Monday 22 September 2014

A sucker’s deal on Iran’s nukes

Word that the administration is offering Iran the option to “unplug” rather than dismantle its illicit nuclear reactors has set off a firestorm. No doubted leaked by an alarmed administration official, the New York Times report told us: “The idea is to convince the Iranians to take away many of the pipes that connect their nuclear centrifuges, the giant machines that are connected together in a maze that allows uranium fuel to move from one machine to another, getting enriched along the way. That way, the Iranians could claim they have not given in to Western demands that they eliminate all but a token number of their 19,000 machines, in which Iran has invested billions of dollars and tremendous national pride.” And of course the pipes can be re-installed whenever the mullahs like. This is blatant and desperate appeasement.

Sen. Mark Kirk (R-Ill.), an architect of Iran sanctions, told me, “U.S. negotiators seem far too worried about meeting Iranian Supreme Leader Ali Khamenei’s red lines for a nuclear deal, and not worried at all about the red lines of Congress.” He added, “When you read the congressionally-created Iran sanctions laws, nothing in them says that Congress wanted to use economic pressure to get bad gimmicks that paper over Iran’s refusal to dismantle its centrifuges and other illicit nuclear infrastructure.”

Iran expert Ray Takeyh agrees that the administration’s reported gimmick is dangerous. He tells Right Turn, “It has been the 5 plus 1 position all along that Iran has to dismantle a considerable portion of its existing centrifuges. This proposal would once more step away from that red line.” It is also likely to freak out our Middle East Sunni allies, who already suspect the president is trying to cozy up to Tehran at their expense.

Some 31 Republican senators dashed off a letter to the president demanding to know what was going on:

Given that a nuclear Iran poses the greatest long-term threat to the security of the United States, Israel, and other allies, we are gravely concerned about the possibility of any new agreement that, in return for further relief of U.S.-led international sanctions, would allow Iran to produce explosive nuclear material.

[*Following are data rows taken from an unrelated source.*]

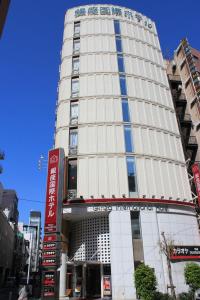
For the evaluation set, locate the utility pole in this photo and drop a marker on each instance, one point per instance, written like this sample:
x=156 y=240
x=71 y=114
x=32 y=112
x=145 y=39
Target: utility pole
x=166 y=250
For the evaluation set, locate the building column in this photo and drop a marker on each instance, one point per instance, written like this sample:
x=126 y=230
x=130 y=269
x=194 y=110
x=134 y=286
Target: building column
x=63 y=274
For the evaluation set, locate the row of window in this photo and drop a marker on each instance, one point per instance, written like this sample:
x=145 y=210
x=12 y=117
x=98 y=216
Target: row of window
x=130 y=161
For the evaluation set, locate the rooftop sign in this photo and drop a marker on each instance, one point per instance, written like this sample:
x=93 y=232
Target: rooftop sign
x=112 y=11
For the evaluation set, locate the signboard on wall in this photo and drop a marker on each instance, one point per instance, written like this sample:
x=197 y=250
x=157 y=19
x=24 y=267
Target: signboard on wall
x=107 y=285
x=185 y=252
x=54 y=190
x=196 y=174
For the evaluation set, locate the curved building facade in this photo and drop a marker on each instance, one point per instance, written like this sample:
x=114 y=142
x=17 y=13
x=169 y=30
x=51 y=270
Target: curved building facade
x=126 y=180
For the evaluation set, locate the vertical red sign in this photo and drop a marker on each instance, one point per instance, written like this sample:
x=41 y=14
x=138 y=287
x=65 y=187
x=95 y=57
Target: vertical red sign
x=52 y=191
x=196 y=174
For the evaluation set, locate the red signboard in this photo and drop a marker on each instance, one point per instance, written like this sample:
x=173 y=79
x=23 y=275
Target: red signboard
x=185 y=253
x=196 y=174
x=52 y=191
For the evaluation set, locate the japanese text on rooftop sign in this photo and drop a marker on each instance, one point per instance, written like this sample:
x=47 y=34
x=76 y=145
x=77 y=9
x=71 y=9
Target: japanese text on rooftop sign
x=196 y=174
x=52 y=191
x=112 y=11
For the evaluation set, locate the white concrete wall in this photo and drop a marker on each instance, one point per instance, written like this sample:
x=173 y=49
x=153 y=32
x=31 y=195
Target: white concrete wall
x=157 y=145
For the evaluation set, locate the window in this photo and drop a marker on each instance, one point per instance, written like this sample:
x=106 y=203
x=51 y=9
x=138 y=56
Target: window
x=122 y=80
x=76 y=45
x=77 y=28
x=75 y=64
x=73 y=139
x=125 y=110
x=120 y=61
x=75 y=87
x=130 y=162
x=72 y=175
x=119 y=44
x=128 y=139
x=117 y=27
x=74 y=111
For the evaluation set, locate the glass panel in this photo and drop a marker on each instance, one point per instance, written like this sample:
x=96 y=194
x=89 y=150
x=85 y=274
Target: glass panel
x=119 y=44
x=125 y=110
x=123 y=85
x=130 y=161
x=72 y=175
x=117 y=27
x=120 y=60
x=76 y=45
x=74 y=111
x=77 y=28
x=128 y=139
x=135 y=225
x=73 y=139
x=75 y=86
x=76 y=64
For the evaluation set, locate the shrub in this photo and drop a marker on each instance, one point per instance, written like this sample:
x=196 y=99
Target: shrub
x=145 y=282
x=192 y=275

We therefore ask that you provide immediate answers to the following questions.

They go to ask several questions including whether the administration would “propose or accept an alternative to the elimination of Iranian centrifuge” and whether it would “propose or accept anything less than the dismantlement of the heavy water reactor at Arak, a nuclear facility that a former high-ranking U.S. State Department official once dubbed a ‘plutonium bomb factory.’”

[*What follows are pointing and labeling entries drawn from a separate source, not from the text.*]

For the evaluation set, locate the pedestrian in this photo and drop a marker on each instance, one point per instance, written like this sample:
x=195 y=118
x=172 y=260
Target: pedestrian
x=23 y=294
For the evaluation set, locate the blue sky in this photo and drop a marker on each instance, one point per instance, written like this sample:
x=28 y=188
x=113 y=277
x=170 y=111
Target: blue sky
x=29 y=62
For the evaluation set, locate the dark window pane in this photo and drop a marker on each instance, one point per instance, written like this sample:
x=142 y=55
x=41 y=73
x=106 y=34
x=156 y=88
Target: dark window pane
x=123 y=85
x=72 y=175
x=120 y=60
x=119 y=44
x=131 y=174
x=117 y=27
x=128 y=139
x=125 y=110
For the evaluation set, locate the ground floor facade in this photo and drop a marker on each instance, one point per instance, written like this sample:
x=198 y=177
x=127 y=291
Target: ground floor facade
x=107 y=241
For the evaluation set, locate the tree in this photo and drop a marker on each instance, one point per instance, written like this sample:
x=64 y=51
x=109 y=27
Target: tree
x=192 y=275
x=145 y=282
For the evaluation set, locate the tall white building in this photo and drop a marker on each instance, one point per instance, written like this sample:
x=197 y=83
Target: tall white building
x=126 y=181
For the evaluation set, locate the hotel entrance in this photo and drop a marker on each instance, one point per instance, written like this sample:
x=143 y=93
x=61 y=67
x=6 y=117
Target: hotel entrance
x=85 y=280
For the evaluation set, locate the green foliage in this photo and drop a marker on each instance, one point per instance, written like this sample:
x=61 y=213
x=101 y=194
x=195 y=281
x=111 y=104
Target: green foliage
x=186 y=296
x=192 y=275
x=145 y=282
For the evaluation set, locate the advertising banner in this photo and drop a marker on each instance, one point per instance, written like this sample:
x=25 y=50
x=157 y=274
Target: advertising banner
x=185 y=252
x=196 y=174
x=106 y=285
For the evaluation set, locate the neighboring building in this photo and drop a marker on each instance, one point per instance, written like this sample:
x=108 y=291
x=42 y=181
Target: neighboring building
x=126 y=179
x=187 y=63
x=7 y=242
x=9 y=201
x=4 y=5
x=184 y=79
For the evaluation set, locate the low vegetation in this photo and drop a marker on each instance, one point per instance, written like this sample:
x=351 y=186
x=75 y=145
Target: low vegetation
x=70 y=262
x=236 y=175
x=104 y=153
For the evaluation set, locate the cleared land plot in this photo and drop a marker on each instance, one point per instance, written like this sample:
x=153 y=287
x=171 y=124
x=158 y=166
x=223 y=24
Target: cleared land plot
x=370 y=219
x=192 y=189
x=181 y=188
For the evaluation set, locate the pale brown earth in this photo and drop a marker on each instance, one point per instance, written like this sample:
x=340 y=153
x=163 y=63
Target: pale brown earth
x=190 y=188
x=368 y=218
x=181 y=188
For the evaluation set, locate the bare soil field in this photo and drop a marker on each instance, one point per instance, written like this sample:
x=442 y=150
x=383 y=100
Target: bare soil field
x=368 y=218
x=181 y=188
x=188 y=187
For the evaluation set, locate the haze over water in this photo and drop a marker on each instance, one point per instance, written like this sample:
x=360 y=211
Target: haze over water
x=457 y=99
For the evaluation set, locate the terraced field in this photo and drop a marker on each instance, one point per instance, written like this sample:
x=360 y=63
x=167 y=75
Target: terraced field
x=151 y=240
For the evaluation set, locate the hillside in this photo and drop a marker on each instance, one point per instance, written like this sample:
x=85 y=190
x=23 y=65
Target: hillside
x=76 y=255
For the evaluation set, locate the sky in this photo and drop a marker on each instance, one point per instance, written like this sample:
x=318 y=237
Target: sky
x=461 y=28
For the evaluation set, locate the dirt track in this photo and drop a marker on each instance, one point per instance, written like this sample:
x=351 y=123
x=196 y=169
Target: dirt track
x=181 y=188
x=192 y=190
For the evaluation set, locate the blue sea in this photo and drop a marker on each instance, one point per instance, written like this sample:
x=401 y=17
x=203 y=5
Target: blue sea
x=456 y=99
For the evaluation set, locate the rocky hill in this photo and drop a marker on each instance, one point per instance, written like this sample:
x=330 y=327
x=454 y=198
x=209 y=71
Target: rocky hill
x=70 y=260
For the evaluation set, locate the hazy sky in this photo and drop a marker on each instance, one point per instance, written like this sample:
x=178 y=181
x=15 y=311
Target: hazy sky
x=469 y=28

The Times report and the ensuing questions reflect what former United Nations ambassador John Bolton says is ” the Obama Administration’s mindset on Iran policy.” That doesn’t even begin to get to verifications issues which is premise on “the increasingly fanciful notion that we know all there is to know about Iran’s nuclear weapons program,” says Bolton.

If accurate, most serious observers would consider the deal an eradication of the president’s (and his predecessor’s) red line for Iran, namely elimination of Iran’s illicit nuclear program and its breakout capacity. One wonders if this is all part and parcel of Obama’s grand strategy for reconciliation with the regime. Before word of the latest bargaining ploy came out, Iran gurus Takeyh, Eric Edelman and Dennis Ross reminded us: “The Islamic republic is not a normal nation-state seeking to realize its legitimate interests but an ideological entity mired in manufactured conspiracies. A persistent theme of Supreme Leader Ayatollah Ali Khamenei’s speeches is that the United States is a declining power whose domestic sources of strength are fast eroding. In today’s disorderly region, Iran sees a unique opportunity to project its influence and undermine the United States and its system of alliances.”

They urge: “Washington should contest all of Iran’s regional assets. From the Shiite slums of Baghdad to the battlefields of Syria, Iran should be confronted with a new, inhospitable reality as it searches for partners.

“The United States and Iran stand at opposite ends of the spectrum of Middle East politics. The Islamic republic’s ideological compulsions and sheer opportunism make it an unlikely ally for the West. The coincidence of mutual opposition to a radical Sunni terrorist group should not blind us to the enduring threat that the mullahs represent.”

Needless to say, that does not include giving the Iranians a sweetheart deal on nukes — or inviting them to influence events in Iraq.

The proposed deal is frightening in its naivete. Other senators — and the House as well — on a bipartisan basis should make clear that unless there is a deal that dismantles the Iranian nuclear threat by the November deadline they will be voting a new round of sanctions. Maybe that will bring Obama to his senses. I doubt it, but it’s worth a shot.